When your project gets bigger or the scope becomes open-ended (think: you're writing a library for arbitrary users, like Boost.Regex), you literally have no application or higher-level code to test the "integration" against -- unit tests are your only option. How else are you going to test something like regex_match?
> what the @#$@Q#$ is a unit anyway?
https://res.cloudinary.com/practicaldev/image/fetch/s--S_Bl5...
P.S. I have to also wonder, how much bigger was the entire engineering team compared to the 3-7 people you mention? And if it was significantly bigger, how often were they allowed to make changes to your team's code? It seems to me you probably tight control over your code and it didn't see much flux from other engineers. Which, again, is quite a luxury and not scalable.
Towards the end, management was asking to test for negatives ("Write tests to make sure that component T doesn't get a request when it isn't supposed to," when component T was a networked component that queried a DB not under our control). Oh, and our main business logic made concurrent requests to two different DBs and again, I had to write code to test all possible combinations of replies, timeouts and dropped traffic to ensure we did The Right Thing. Not an easy thing to unit test, as the picture you linked to elegantly showed (and, you side stepped my question I see).

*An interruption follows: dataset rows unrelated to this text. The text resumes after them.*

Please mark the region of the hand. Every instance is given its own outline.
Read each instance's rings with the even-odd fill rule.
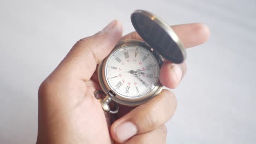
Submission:
[[[201,24],[172,28],[186,47],[203,43],[208,35],[208,29]],[[101,89],[97,64],[121,39],[141,39],[135,32],[121,38],[122,31],[121,23],[115,20],[94,35],[79,40],[42,83],[37,143],[165,143],[164,123],[177,105],[170,91],[164,90],[135,108],[121,106],[115,115],[104,112],[94,97],[94,92]],[[185,71],[185,63],[166,61],[160,81],[167,87],[175,88]]]

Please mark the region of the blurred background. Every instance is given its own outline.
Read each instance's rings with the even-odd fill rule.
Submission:
[[[37,90],[79,39],[113,19],[150,11],[170,25],[202,22],[205,44],[187,50],[167,143],[256,143],[255,1],[1,1],[0,143],[35,143]]]

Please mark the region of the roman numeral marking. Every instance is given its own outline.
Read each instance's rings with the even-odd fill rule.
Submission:
[[[127,51],[124,52],[124,55],[125,55],[125,58],[128,58],[130,57],[129,53]]]
[[[117,68],[114,67],[111,67],[110,68],[113,69],[117,69]]]
[[[139,91],[138,90],[138,86],[135,86],[135,88],[136,88],[137,93],[139,92]]]
[[[144,61],[145,61],[145,60],[146,60],[147,58],[148,58],[147,56],[144,56],[143,58],[142,58],[142,59],[141,60],[141,61],[142,61],[142,62],[144,62]]]
[[[138,52],[136,51],[135,52],[135,57],[136,57],[137,54],[138,54]]]
[[[116,57],[115,60],[117,60],[119,63],[120,63],[122,61],[122,60],[121,60],[119,57]]]
[[[147,77],[147,78],[152,79],[153,77],[153,74],[147,74],[146,77]]]
[[[117,84],[117,85],[115,85],[115,87],[116,87],[117,88],[119,89],[121,85],[123,85],[123,83],[122,83],[120,81],[119,81],[119,82],[118,83],[118,84]]]
[[[129,93],[129,89],[130,87],[129,86],[126,86],[126,90],[125,90],[126,93]]]

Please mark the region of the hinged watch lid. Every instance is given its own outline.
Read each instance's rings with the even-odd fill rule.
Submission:
[[[186,58],[182,41],[162,19],[142,10],[131,15],[132,25],[141,37],[165,59],[174,63],[181,63]]]

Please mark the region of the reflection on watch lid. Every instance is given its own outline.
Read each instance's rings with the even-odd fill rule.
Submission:
[[[174,63],[186,58],[182,41],[169,26],[157,16],[137,10],[131,15],[132,25],[141,37],[158,53]]]

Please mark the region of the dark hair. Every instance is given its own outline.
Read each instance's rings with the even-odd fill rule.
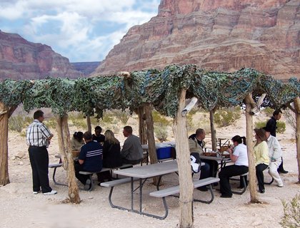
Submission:
[[[234,136],[231,138],[231,140],[232,140],[232,142],[236,142],[239,144],[243,143],[243,144],[246,145],[246,137],[244,137],[244,136],[241,137],[239,135],[236,135],[236,136]]]
[[[102,128],[101,127],[100,127],[100,126],[96,126],[96,128],[95,128],[95,130],[100,130],[100,131],[102,131]]]
[[[42,117],[44,115],[44,113],[41,110],[38,110],[34,113],[34,119],[37,120],[40,117]]]
[[[273,116],[277,115],[279,113],[282,113],[281,110],[280,109],[276,109],[276,110],[274,111]]]
[[[204,133],[204,130],[202,128],[198,128],[196,130],[196,135],[199,135],[203,134]]]
[[[79,140],[79,141],[82,140],[83,137],[84,137],[84,133],[81,131],[79,131],[79,132],[76,132],[73,136]]]
[[[91,133],[89,131],[86,131],[84,134],[84,138],[85,140],[91,140],[92,138]]]
[[[131,126],[125,126],[124,128],[124,129],[125,130],[125,131],[128,133],[129,133],[130,135],[132,135],[132,128]]]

The entire engineering team for the project was maybe 20, 25 people, but each team (five total) had full control over their particular realm, but all were required for the project as a whole. Our team did C and C++ on Solaris; three teams used Java (one for Android, and two on the server side) and the final team did the whole Javascript/HTML/CSS thang.
You're right that we didn't see much flux from the other teams, nor from our customer (singular---one of the Oligarchic Cell Phone Companies), but that's because the Oligarchic Cell Phone Company doesn't move fast, nor did any of the other teams want do deal with phone call flows (our code was connected to the Phone Network). We perhaps saw the least churn over the decade simply due to being part of the Phone Network---certainly the other teams had to deal with more churn than us (especially the Android and JS/HTML teams).

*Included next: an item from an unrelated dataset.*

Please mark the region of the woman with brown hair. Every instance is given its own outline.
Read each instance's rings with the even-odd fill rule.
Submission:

Also, each team (until new management took over) handled deveopment differently; some teams used Agile, some scrum, some none. Each team had control. Until we didn't. And then things fell apart.
If I was developing a library, the only tests I might have would be to test the public API and nothing more. No testing of private (or internal) code as that would possibly churn too much to be useful. Also, as bugs are discovered, I would probably keep the code that proves the error to prevent further regressions if the API doesn't change.
One thing I did learn at that job is never underestimate what crap will be sent your way. I thought that the Oligarchic Cell Phone Company would send good data; yes for SS7 (the old telephony protocol stack), but not at all for SIP (the new, shiny protocol for the Intarweb age).